ALLEGANY CO., N.Y. — Summer is in full swing now and so are the beautiful Day Lilies. Their name alludes to the fact that their blooms only last for a day. The flowers open in the morning and have completed their lifecycle within 24 hours. Each plant has many flower buds, so you have a spectacular show for weeks, with fresh flowers each day. Don’t confuse Daylilies with your everyday Roadside/Ditch Lily (Hemerocallis fulva), which is orange and can be seen growing wild in roadside ditches or fields and are invasive in many situations.
Every garden should have Daylilies; they are easy to grow perennials with colors of every range and hue you can imagine. They can be grown in zones 3 – 9, in a wide range of soils and they are not bothered by many diseases or pests. Since they range from six inches to three feet in height you can put them almost anywhere in your garden. The stems are called scapes, each scape can have a few to a dozen or more flower buds. Since many of the plants are hybrids you also have a choice of flowering forms such as trumpet, double, ruffled, or recurved and to top it off there is a range of early, mid, re-bloomers and late bloomers. I ask you, “Could a gardener ask for anything more?” Daylilies are excellent in landscape plantings of three or more, paired with small shrubs, ornamental grasses, and in masses along fences or walkways.

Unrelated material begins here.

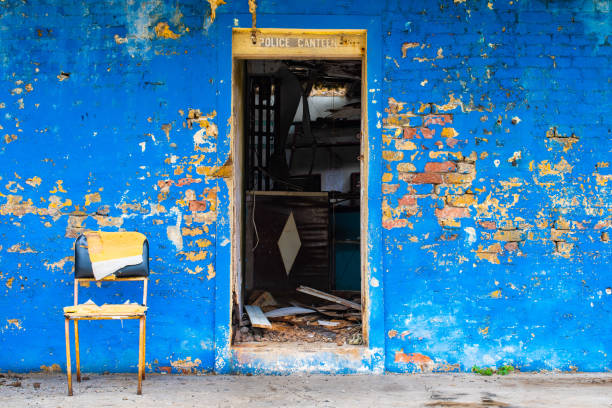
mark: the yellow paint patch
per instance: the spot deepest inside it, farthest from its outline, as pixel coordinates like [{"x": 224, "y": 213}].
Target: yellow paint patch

Horticulturists separate them into several categories:
- Diploid have twenty-two chromosomes in the plant, they have more numerous, smaller flowers than the tetraploids with an old world feel,
- Tetraploid have forty-four chromosomes with larger more intensely colored flowers than the diploids, supported by sturdier scapes,
- Evergreen/Semi-Evergreen has foliage that stays green all winter and does well in warmer areas,
- Dormant daylilies have foliage that dies back to the ground in fall and does well in a cold climate,
- Re-blooming daylilies will re-bloom several times a season with usually a main bloom followed by intermittent blooms up to frost. Removing faded flower heads encourages re-blooming,
- Miniature daylilies are compact plants, 12-25 inches with small flowers and are excellent for small gardens or to fill small spaces.
Care: Day lilies need at least six hours of full sun in well-drained soil with 6.0-6.5 pH. Plants should be fertilized and mulched in the spring when the soil warms up –but before the weeds take over. Every three to five years you will notice your daylilies are spreading and may not be producing as many blooms. Divide them by splitting the bunch in half. Move them to other places in your garden or share them with friends.
Pests: Daylilies can have aphids, spider mites and occasionally thrips cause problems. All of these pests can be taken care of with water spraying or insecticidal soap sprays.
Diseases: Leaf streaking and Rust are two fungal diseases that affects the leaves and/or scapes of daylilies. Remove any infected leaves, fertilize and properly water the plants. Do not use a sprinkler or water from overhead as this can spread the fungus as can working in your garden when the leaves are wet. Make sure there is space between your plants for good air circulation and remove all dead leaves in the fall to control the fungus. Composting the leaves is not recommended unless you have a hot compost pile, which most of us home gardens don’t achieve. If using a fungicide for control, be sure to read the labels to make sure it will control leaf streak or rust – whichever one you have. Once an infection has become established, applications may be needed weekly because new infections are constantly beginning while plants are actively growing. Be certain any product purchased is appropriately labeled for your identified disease and that you follow the directions for applying it – this is the law!
If you don’t already have some of these wonderful plants I would highly recommend that you purchase some at a local nursery or through a catalog. Nothing adds color in mid-summer like Daylilies! You will be very pleased with the beautiful results in your own flower beds.